2023 book by Mike Pompeo

Never Give an Inch: Fighting for the America I Love is a memoir by former United States Secretary of State Mike Pompeo. It was published on January 24, 2023 by Broadside Books.

== Contents ==
Pompeo claims that the media was trying to "fracture" Saudi Arabia–United States relations. He connects this to Crown Prince Mohammed bin Salman, saying the "progressive Left hates MBS, in spite of the fact that he is leading the greatest cultural reform in the Kingdom’s history." He describes Jamal Khashoggi, who was assassinated in 2018, as not a "journalist" (putting the word in air quotes) but a political activist. Khashoggi's murder sparked outrage in multiple countries.

A chapter is also dedicated to the execution of the planning and operation to kill Qasem Soleimani, the former commander of the Quds Force of the Iranian Revolutionary Guard Corps. Pompeo wrote that he had raised the proposal to kill Soleimani to President Donald Trump.

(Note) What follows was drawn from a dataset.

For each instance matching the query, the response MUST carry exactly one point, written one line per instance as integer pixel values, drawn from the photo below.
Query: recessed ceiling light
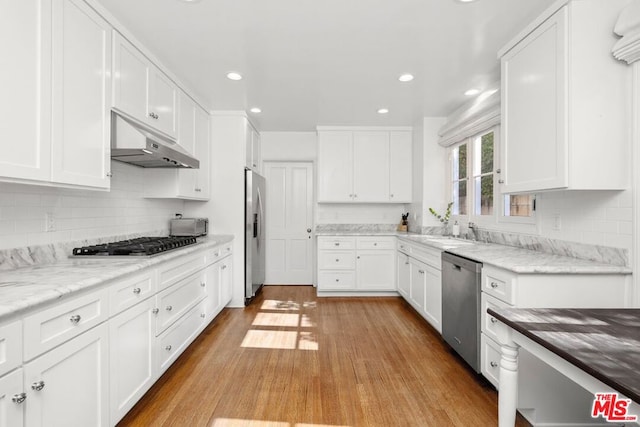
(406, 77)
(234, 76)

In the book, he praises Volodymyr Zelenskyy, Benjamin Netanyahu and Jair Bolsonaro. He adds that he is "troubled by the evil that has befallen [Zelenskyy's] country" of Ukraine, a year into the 2022 Russian invasion. He says he is "encouraged" that Zelenskyy had evolved from a comedian "into a kind of General Patton". He criticizes Pope Francis and the Catholic Church over relations with China, as well as the reformist Pope John XXIII and liberation theology movement of the 1970s.

Pompeo also accuses the "left" of exploiting the January 6 Capitol attack but does not mention Trump's personal involvement in the event. With regards to Nikki Haley, he describes her former tenure as United States Ambassador to the United Nations as "a job that is far less important than people think".